Yazı, insanlar için bir dönüm noktası haline gelmiştir. “Tarih yazı ile başlar”, sözüne bakacak olursak bu sözün çıkış noktası tarihte yaşanmış olayların yazının tuttuğu önemli yeri anlatmak için kullanılmıştır. Tarihçiler yazının önemini dikkate alarak tarihi iki ana başlık üzerinden incelemektedirler. Yazının öncesi dönemlere “Tarih Öncesi Çağlar” sonrasına “Tarih Çağları” adını vermişlerdir.

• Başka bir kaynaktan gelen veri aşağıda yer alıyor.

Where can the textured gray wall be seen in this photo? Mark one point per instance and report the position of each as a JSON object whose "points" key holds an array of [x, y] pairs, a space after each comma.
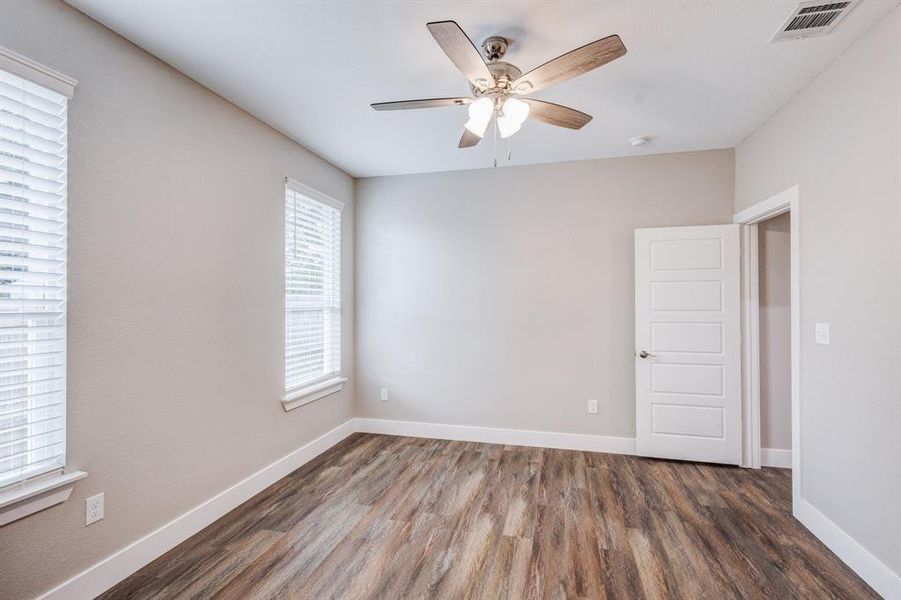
{"points": [[175, 295]]}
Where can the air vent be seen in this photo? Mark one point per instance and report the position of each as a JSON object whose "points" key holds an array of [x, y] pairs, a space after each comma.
{"points": [[813, 19]]}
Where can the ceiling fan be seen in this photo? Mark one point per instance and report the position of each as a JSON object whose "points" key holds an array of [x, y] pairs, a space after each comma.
{"points": [[496, 84]]}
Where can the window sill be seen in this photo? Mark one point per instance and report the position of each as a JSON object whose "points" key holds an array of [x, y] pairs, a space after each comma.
{"points": [[24, 499], [306, 395]]}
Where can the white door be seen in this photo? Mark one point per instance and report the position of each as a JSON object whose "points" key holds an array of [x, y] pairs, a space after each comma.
{"points": [[688, 343]]}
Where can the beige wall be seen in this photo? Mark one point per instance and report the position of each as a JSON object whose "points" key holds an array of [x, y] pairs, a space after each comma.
{"points": [[175, 329], [774, 266], [840, 140], [504, 297]]}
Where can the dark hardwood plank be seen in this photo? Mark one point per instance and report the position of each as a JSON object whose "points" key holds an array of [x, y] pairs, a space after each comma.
{"points": [[394, 517]]}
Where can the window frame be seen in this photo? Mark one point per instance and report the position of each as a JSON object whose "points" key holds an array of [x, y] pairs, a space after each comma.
{"points": [[332, 382], [53, 486]]}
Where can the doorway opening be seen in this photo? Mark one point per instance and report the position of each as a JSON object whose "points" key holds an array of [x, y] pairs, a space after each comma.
{"points": [[771, 311]]}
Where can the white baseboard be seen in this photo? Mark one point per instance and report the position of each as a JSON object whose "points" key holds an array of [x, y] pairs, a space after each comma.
{"points": [[886, 582], [116, 567], [494, 435], [775, 457]]}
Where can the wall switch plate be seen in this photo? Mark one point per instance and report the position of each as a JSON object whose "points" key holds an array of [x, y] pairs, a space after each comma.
{"points": [[93, 509]]}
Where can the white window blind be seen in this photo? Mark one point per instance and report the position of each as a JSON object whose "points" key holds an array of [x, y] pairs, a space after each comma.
{"points": [[312, 289], [32, 279]]}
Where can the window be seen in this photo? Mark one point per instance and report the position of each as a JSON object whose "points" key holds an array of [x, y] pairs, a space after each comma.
{"points": [[32, 276], [312, 295]]}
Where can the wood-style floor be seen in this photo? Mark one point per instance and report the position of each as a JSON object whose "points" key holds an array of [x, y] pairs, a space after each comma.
{"points": [[392, 517]]}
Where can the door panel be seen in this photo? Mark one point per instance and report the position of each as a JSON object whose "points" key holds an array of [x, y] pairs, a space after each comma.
{"points": [[687, 311]]}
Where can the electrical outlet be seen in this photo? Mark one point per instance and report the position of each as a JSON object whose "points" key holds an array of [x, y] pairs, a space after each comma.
{"points": [[93, 509]]}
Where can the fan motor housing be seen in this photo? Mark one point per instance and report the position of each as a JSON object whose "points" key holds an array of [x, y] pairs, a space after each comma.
{"points": [[504, 74]]}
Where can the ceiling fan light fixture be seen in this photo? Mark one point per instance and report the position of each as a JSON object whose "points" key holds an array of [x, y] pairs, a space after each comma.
{"points": [[516, 110], [507, 126], [513, 114], [480, 113]]}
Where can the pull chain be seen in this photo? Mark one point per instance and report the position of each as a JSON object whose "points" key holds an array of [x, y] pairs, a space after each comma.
{"points": [[495, 143]]}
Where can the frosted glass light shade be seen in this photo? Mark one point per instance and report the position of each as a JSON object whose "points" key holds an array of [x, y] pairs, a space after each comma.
{"points": [[480, 113]]}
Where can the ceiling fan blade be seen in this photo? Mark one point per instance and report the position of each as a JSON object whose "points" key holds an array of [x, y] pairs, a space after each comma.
{"points": [[555, 114], [579, 61], [469, 139], [462, 52], [425, 103]]}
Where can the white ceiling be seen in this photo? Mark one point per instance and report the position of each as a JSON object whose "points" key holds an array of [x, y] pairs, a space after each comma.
{"points": [[698, 75]]}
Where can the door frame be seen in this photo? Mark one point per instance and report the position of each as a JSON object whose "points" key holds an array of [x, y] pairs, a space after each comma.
{"points": [[786, 201]]}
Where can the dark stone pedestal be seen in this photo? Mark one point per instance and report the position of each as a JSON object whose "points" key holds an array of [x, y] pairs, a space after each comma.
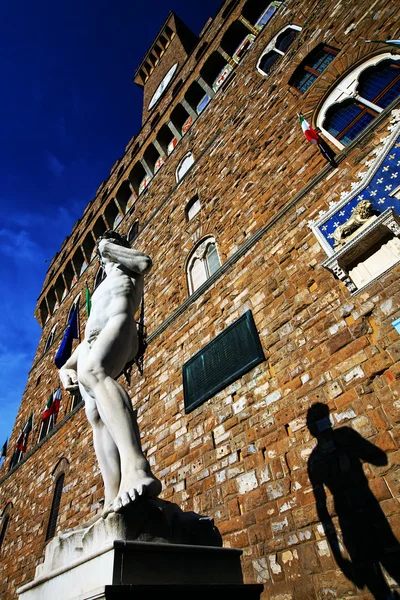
{"points": [[150, 551]]}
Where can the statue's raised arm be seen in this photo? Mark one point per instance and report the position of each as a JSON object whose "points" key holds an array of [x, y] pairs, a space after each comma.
{"points": [[134, 260]]}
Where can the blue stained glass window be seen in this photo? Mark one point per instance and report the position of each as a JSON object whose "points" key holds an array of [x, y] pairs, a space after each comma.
{"points": [[340, 116], [376, 80], [390, 95], [267, 61], [357, 128], [286, 38], [348, 118]]}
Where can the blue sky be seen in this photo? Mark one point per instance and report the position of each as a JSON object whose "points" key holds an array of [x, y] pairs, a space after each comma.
{"points": [[68, 107]]}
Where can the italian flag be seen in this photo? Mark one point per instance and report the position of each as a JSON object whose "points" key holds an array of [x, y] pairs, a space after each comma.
{"points": [[310, 133], [53, 405], [88, 301], [314, 138], [23, 438], [47, 411]]}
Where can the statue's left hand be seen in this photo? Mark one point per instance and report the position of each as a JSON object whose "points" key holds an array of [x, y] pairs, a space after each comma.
{"points": [[69, 379]]}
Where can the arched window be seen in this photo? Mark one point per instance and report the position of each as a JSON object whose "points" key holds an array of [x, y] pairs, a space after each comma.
{"points": [[203, 262], [311, 67], [192, 207], [277, 48], [184, 166], [4, 521], [358, 98], [55, 507], [100, 275], [133, 232], [50, 339], [73, 305]]}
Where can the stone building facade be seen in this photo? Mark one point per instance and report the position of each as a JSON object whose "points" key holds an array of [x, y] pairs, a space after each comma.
{"points": [[238, 212]]}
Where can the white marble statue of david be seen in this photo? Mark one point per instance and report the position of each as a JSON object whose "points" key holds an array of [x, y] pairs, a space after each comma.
{"points": [[110, 342]]}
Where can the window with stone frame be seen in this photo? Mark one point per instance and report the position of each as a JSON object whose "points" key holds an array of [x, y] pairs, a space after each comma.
{"points": [[133, 232], [277, 48], [50, 413], [184, 166], [55, 507], [359, 98], [4, 522], [203, 262], [50, 339], [72, 308], [100, 275], [192, 207], [311, 67]]}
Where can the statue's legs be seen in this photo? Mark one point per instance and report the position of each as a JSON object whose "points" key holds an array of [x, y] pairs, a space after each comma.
{"points": [[114, 420]]}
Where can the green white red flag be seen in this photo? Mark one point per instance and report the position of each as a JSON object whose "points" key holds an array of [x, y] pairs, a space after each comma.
{"points": [[23, 438], [314, 138], [310, 133], [53, 404]]}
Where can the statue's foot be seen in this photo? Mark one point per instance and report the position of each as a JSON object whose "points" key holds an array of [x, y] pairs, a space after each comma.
{"points": [[140, 485]]}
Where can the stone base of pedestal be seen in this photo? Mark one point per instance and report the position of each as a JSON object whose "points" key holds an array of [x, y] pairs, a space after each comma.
{"points": [[177, 592], [124, 563], [124, 554]]}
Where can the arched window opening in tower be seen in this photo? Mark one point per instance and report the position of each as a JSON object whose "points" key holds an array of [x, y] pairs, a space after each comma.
{"points": [[203, 263], [277, 48], [312, 67], [359, 98], [55, 507]]}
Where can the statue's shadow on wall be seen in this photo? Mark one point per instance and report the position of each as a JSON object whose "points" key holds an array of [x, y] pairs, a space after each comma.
{"points": [[336, 464]]}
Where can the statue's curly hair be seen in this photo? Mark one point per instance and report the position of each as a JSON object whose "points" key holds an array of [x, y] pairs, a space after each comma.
{"points": [[114, 237]]}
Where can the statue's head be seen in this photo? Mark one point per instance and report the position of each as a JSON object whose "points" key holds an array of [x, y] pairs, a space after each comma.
{"points": [[114, 237]]}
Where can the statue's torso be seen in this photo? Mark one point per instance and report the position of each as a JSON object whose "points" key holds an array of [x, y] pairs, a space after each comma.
{"points": [[118, 295]]}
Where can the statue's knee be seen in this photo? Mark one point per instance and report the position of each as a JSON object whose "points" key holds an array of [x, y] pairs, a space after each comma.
{"points": [[92, 414], [90, 376]]}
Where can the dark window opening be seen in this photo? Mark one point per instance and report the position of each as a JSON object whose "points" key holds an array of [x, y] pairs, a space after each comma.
{"points": [[133, 232], [234, 37], [196, 97], [267, 61], [89, 247], [152, 158], [136, 177], [166, 139], [229, 9], [177, 88], [201, 50], [286, 39], [55, 507], [259, 13], [181, 119], [6, 520], [99, 228], [123, 195], [213, 68]]}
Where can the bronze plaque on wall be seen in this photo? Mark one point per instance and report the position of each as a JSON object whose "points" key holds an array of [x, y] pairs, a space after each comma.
{"points": [[223, 360]]}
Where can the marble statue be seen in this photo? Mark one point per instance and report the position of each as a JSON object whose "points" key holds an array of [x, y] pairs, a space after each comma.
{"points": [[361, 214], [110, 342]]}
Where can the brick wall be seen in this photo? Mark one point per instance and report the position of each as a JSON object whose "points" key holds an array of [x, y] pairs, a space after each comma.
{"points": [[243, 456]]}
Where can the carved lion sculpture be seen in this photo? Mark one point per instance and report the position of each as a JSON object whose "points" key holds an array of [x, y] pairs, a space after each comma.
{"points": [[362, 212]]}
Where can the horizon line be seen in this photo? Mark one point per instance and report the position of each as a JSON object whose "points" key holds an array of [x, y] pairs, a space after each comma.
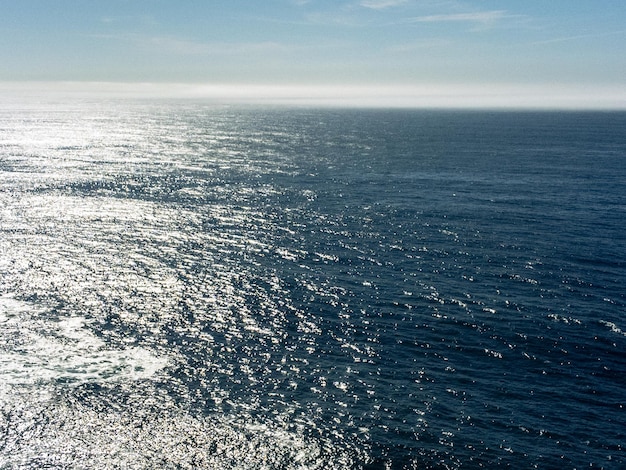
{"points": [[447, 96]]}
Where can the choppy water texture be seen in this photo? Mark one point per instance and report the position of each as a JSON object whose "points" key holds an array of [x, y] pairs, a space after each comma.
{"points": [[193, 286]]}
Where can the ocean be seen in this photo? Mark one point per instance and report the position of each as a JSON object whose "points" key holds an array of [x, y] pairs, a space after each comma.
{"points": [[185, 285]]}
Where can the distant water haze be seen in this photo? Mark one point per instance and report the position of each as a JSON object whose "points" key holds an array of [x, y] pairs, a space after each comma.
{"points": [[494, 96]]}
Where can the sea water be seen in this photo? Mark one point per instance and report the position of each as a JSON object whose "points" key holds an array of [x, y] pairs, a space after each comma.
{"points": [[186, 285]]}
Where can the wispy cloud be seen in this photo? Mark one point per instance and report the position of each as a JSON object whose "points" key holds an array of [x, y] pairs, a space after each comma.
{"points": [[580, 36], [381, 4], [474, 17], [184, 47]]}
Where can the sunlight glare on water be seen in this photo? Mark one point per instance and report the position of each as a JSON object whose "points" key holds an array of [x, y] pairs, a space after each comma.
{"points": [[193, 286]]}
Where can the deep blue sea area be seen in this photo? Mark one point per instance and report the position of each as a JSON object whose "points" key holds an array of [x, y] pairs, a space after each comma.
{"points": [[186, 285]]}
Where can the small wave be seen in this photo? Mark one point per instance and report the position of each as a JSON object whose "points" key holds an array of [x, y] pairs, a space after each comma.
{"points": [[613, 327], [36, 349]]}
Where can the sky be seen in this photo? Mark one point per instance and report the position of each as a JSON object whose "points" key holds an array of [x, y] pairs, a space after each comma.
{"points": [[555, 52]]}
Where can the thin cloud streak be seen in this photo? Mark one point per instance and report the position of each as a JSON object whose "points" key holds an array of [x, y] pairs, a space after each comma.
{"points": [[578, 37], [381, 4], [479, 17]]}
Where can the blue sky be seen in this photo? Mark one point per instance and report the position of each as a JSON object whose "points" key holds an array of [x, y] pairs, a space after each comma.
{"points": [[573, 45]]}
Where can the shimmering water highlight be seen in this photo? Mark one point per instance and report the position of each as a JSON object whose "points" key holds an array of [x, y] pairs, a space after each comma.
{"points": [[191, 286]]}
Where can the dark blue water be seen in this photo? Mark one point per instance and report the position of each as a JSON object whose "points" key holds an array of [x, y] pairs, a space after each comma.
{"points": [[190, 286]]}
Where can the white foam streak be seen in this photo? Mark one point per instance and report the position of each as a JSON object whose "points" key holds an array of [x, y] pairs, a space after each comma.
{"points": [[36, 349]]}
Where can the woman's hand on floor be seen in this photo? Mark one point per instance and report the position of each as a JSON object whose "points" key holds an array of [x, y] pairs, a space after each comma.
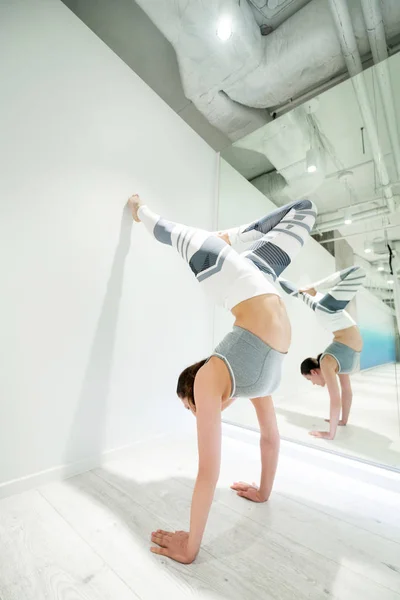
{"points": [[172, 545], [248, 491], [321, 434]]}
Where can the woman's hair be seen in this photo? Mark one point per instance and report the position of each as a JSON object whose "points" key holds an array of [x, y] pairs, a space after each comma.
{"points": [[310, 364], [185, 387]]}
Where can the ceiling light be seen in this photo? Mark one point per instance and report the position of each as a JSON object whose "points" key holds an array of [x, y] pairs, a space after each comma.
{"points": [[224, 28], [348, 217], [367, 247], [311, 160]]}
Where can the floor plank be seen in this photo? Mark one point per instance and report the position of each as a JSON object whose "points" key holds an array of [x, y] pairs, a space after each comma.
{"points": [[322, 535], [272, 560], [119, 529], [42, 558]]}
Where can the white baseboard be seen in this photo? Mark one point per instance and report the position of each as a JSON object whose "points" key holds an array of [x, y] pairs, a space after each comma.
{"points": [[61, 472]]}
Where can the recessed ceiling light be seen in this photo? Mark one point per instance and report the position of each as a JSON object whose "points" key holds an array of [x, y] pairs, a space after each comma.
{"points": [[224, 28], [311, 161], [348, 217], [367, 247]]}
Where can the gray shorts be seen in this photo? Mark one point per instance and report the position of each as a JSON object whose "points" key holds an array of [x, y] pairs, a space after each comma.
{"points": [[255, 368], [348, 360]]}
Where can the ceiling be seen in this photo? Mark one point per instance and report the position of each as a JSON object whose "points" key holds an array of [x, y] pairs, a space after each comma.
{"points": [[131, 34], [275, 75], [347, 176]]}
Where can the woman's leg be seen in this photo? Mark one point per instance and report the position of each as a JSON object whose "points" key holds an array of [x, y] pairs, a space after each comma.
{"points": [[203, 251], [342, 286], [278, 237]]}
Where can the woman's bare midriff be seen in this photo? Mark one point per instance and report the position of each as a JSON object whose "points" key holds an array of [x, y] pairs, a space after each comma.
{"points": [[266, 317], [350, 337]]}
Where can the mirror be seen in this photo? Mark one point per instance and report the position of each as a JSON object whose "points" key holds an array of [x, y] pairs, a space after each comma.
{"points": [[324, 149]]}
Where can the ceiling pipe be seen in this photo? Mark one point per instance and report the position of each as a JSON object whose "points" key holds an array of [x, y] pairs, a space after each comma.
{"points": [[344, 26], [348, 235], [323, 227], [377, 40]]}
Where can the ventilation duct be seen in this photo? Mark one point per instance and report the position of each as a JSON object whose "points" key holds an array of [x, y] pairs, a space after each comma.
{"points": [[233, 82]]}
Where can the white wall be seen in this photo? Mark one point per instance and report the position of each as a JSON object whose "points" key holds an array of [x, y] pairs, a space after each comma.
{"points": [[97, 319], [240, 202]]}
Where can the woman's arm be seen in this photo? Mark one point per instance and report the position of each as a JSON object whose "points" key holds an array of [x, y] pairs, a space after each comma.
{"points": [[328, 368], [181, 546], [269, 446], [208, 413], [347, 397]]}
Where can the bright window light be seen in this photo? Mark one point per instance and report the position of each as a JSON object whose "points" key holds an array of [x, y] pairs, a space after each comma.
{"points": [[224, 28]]}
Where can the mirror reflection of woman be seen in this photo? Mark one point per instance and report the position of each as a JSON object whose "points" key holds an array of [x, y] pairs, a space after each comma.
{"points": [[248, 361], [333, 367]]}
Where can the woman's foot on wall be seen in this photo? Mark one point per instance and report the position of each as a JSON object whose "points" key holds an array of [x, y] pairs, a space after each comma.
{"points": [[134, 204]]}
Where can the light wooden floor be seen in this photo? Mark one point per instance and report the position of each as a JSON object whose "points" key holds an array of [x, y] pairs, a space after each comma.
{"points": [[328, 532], [373, 432]]}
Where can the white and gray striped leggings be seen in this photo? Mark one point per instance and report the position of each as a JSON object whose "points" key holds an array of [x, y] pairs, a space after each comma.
{"points": [[230, 277]]}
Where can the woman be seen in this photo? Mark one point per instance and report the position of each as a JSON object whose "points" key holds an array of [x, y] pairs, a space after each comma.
{"points": [[248, 361], [342, 357]]}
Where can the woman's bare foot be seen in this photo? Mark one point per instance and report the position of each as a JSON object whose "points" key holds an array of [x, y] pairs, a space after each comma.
{"points": [[309, 291], [134, 204]]}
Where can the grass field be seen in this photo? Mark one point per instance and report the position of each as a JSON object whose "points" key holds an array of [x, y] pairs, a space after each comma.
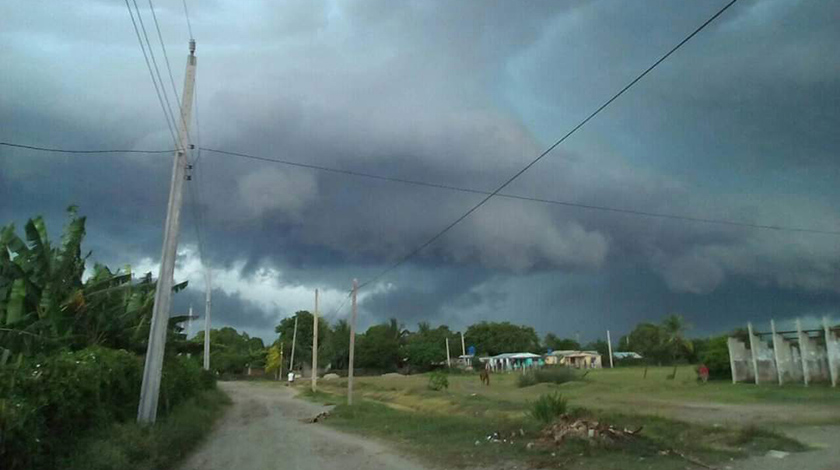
{"points": [[712, 422]]}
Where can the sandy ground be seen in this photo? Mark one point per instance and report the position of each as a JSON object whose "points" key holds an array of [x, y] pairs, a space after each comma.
{"points": [[263, 430]]}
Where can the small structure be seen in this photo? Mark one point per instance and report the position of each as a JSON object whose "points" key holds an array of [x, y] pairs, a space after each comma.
{"points": [[513, 361], [573, 358], [627, 355], [805, 355]]}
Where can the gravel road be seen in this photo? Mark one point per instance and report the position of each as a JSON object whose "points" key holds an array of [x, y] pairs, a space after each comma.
{"points": [[263, 430]]}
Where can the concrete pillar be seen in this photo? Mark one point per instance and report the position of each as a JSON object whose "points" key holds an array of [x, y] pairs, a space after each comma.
{"points": [[777, 344], [832, 351], [803, 352], [754, 353]]}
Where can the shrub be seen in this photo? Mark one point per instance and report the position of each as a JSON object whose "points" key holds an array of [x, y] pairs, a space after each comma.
{"points": [[526, 380], [716, 358], [438, 381], [47, 403], [548, 407]]}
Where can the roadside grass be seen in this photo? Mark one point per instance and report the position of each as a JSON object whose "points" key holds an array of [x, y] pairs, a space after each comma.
{"points": [[625, 390], [129, 446], [460, 439]]}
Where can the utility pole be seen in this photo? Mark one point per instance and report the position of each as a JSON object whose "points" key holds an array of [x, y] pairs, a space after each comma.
{"points": [[448, 361], [150, 390], [352, 346], [280, 369], [207, 290], [294, 341], [315, 345]]}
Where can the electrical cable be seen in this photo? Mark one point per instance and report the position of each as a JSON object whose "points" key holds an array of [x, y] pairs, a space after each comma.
{"points": [[533, 162]]}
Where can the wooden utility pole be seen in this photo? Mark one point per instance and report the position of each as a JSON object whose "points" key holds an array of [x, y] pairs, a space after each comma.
{"points": [[294, 341], [352, 346], [207, 322], [315, 345], [150, 389]]}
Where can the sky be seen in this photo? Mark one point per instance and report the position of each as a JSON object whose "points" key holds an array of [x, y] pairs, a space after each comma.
{"points": [[740, 124]]}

Tarih Öncesi Çağlar döneminde insanlığa ait yaşam izleri bulmak Tarih Çağlarınkinden daha zor olması şaşılacak bir durum değildir. Ama bu hiç iz bırakmadıkları anlamına gelmemektedir. Misal, Tarih Öncesi Çağ’da insanlar soğuk, fırtına, kar gibi tabiat olaylarının yanı sıra dıştan gelecek tehlikelere karşı korunmak/önlemlerini almak için doğal olan ağaç kavukları ya da mağaralar gibi kuytu yerlere sığınmışlardır. Bu yaşam alanları için de bir süre sonra sanatı keşfeden insanlar insanları ve hayvanları, hayatlarında olan olayları tasvir eden duvar resimleri çizmeye ve boyamaya başlamışlardır. Bu duvar resimleri bize Tarih Öncesi Çağlar’dan kalan en büyük ip ucu olma özelliğini taşımaktadır.
Avcı-Toplayıcı Yaşam ve Özellikleri
Avcı-toplayıcı halkı insanların yerleşi hayata geçmeden, hayvanları evcileştirmeden ve bitkilerin daha yabani olduğu dönemde insanların hayatlarını sürdürmek için yaşadıkları tarza verilen addır. Daha çok yabani hayvan ve bitkileri yemeye dayanan dönemdir. Bu yaşam tarzında vahşi hayvanlar daha çok erkekler tarafından avlanırken; kadınlar ve çocuklar tarafınca yabani bitkiler toplanıyordu. İnsanlar yiyecek ve su kaynaklarının bol olduğu yerlerde, yani besin kaynakları bulabilecekleri yerlerde yaşamaya çalışıyorlardı. Bu sebepten dolayı göçebe bir hayat tarzına sahiptiler. Göç ederken başka kabilelerle karşılaştıklarında ellerindeki ufak tefek aletleri değiştirmeye başlayarak alış-verişin ilk adımlarını atmalarına yardımcı olmuşlardır. İnsanların yerleşik hayata geçmesi, hayvanların ve bitkilerin evcilleştirilmesi ile sonu gelen bir dönemdir. Buna karşın yakın zamanda yapılan araştırmaların gösterdiği yolda, avcı ve toplayıcı toplumların yerleşik hayata geçtiği görülmüştür.